Alguns materiais chegam a ser centenas de vezes mais perigosos que outros, graças aos aditivos.

“Para o índice de perigo do polietileno [um dos plásticos mais comuns] se equiparar ao do PVC, é preciso de 909 partículas de polietileno. Ou seja, uma partícula de PVC é equivalente a 909 partículas de polietileno em termos de periculosidade”, afirma Marinho.

A discrepância motivou a criação de um índice no estudo que considera a quantidade de poluentes e o tipo de plástico encontrado no local. A medida (que não tem uma unidade) representa o risco ecológico de contaminação por microplástico em cada um dos pontos analisados.

A praia Paraíso, em Torres (RS), lidera o ranking. Na segunda posição, vem Espigão do Acaraí, em Caucaia (CE), e Monsuaba, em Angra dos Reis (RJ). As regiões Sul e Sudeste concentram altos níveis de risco.

A intenção dos pesquisadores ao listar o grau de perigo aos ecossistemas em cada praia é identificar as áreas prioritárias para ações de controle e fiscalização.

“A poluição por microplástico é multifacetada e o cenário muda conforme o tempo. Nossa preocupação é a análise parar aqui e só ter um outro estudo como esse daqui a 20, 30 anos. Precisamos de um comitê de monitoramento para que o poder público continue investigando”, diz Marinho.
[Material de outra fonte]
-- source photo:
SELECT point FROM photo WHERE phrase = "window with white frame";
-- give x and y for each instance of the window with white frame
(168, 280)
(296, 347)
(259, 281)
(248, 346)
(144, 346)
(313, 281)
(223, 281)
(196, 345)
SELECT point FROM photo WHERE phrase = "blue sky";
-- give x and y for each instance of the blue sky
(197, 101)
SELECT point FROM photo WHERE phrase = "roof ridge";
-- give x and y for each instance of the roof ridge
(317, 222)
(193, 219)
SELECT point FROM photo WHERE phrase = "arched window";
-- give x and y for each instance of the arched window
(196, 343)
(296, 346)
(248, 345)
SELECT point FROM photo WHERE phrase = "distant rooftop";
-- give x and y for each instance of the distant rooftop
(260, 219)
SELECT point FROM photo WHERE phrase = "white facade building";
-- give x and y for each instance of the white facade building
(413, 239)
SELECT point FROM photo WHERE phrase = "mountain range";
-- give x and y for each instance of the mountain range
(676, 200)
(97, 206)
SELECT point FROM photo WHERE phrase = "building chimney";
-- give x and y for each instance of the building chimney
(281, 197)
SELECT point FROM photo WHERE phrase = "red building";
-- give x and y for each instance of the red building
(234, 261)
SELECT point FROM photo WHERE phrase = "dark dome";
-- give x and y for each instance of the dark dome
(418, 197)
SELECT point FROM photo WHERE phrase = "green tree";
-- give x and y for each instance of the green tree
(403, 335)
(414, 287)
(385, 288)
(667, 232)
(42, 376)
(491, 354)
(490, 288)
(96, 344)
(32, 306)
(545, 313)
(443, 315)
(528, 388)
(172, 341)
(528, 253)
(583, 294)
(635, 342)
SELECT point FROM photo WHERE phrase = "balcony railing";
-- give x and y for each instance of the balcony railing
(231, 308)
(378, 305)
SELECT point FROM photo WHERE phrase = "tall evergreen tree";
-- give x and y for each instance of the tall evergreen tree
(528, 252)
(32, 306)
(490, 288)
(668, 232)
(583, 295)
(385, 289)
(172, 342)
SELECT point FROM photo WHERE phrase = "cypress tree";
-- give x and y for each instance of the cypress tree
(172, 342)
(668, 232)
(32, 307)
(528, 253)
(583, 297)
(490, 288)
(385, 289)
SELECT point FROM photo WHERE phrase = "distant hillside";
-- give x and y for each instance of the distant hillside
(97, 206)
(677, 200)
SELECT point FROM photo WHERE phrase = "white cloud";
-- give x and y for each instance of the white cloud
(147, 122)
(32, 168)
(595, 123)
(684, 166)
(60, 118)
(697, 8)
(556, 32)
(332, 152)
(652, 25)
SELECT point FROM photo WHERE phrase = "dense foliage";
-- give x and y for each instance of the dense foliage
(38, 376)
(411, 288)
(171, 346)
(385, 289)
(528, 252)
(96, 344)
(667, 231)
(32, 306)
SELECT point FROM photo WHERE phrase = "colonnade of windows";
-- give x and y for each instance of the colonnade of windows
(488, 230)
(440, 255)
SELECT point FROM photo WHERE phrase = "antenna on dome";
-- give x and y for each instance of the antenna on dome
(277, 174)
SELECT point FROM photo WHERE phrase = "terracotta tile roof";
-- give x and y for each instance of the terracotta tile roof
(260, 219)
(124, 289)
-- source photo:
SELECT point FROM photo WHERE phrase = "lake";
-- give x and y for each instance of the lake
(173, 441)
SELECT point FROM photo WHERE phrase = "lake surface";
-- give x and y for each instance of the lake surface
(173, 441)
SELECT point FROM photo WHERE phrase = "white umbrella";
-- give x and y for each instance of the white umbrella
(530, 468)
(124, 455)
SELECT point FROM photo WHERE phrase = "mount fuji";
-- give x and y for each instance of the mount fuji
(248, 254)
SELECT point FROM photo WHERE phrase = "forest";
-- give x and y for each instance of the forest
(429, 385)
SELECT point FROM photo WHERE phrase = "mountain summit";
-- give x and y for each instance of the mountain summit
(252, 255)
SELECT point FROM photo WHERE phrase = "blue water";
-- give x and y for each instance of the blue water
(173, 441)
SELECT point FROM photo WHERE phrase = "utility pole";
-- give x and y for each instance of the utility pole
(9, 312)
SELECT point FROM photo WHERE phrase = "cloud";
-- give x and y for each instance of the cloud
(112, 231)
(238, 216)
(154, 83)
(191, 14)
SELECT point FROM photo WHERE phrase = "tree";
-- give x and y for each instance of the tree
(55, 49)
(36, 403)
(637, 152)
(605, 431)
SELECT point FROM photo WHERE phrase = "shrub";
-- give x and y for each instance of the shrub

O presidente Lula (PT) sancionou em outubro um decreto que cria a Estratégia Nacional Oceano sem Plástico, que tem o objetivo de prevenir, reduzir e eliminar a poluição por plástico no oceano até 2030. O plano será liderado pelo MMA (Ministério do Meio Ambiente e Mudança do Clima).

“É urgente fortalecer a fiscalização sobre o descarte de resíduos, criar incentivos à inovação tecnológica para redução do uso de plásticos descartáveis e estimular modelos de economia circular que mantenham os materiais em uso por mais tempo”, afirma Malafaia.